Mecha/Orga, Adam Asnan, Pauwel De Buck, Joshua Convey, Adrián Democ (Entr'acte)
A collection of five pieces, one by each listed above. Mecha/Orga's (Yiorgis Sakellariou) "8:36" sounds as though built from sine tone along with, perhaps, wires vibrating on metallic surfaces, though his site suggests enhanced field recordings. Whatever, the piece is quite enchanting, kind of like taken a sliver of early Reich, a vibraphone portion say, and inflating it. Nice. Field recordings certainly figure into Adam Asnan's "Grumbles, Lapses", rather like a slide show, sections flitting by, naturalistic scenes abstracted by displacement, disruptive, uneasy, some appearing with the abruptness of a struck match. I get the sense of very tight control here, admirable and a little oppressive at the same time. Interesting work.
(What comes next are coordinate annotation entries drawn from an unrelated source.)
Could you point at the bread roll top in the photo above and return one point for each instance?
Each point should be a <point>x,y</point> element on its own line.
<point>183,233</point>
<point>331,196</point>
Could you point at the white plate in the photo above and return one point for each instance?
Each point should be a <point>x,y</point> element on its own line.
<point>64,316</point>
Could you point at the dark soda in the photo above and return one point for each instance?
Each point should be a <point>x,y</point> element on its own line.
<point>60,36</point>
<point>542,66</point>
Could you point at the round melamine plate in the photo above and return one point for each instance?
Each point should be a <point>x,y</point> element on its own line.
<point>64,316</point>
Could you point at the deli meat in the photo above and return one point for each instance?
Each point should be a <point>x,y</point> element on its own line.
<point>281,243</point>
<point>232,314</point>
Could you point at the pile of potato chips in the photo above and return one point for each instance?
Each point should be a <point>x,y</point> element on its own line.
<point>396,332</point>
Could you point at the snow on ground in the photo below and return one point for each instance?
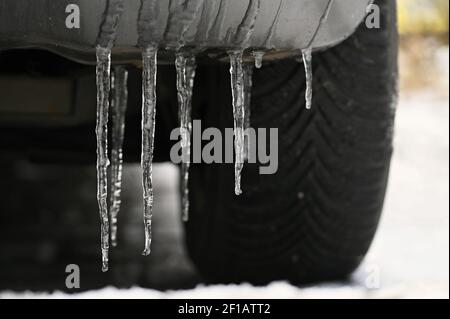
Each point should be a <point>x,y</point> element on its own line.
<point>410,255</point>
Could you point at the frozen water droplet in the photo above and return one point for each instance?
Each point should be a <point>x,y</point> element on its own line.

Yet more field recordings make up the material for "Neenah Foundry", by Pauwel De Buck, from an apartment courtyard and within the building, though here the result is airy and ghostly, not heavy, though brooding. A strong piece, both troubling and lovely. Joshua Convey, a member of Fessenden, probably uses a few as well in his "Tone Change on Pops' Farm", a wonderful piece beginning with shimmering tones that form the substructure for a huge load of more irregular sounds, including bluesy guitar, though that throb never quits. A beaut.
The final track stands quite apart: Adrián Democ's "Dve prosby" (Two Prayers) for flute, soprano and string quartet. Plaintive, tonal and very moving, at five minutes a kind of Eastern European blessing on what's preceded. Why it's here otherwise, I've no idea, but I'm glad it was included; good compilation, worth hearing.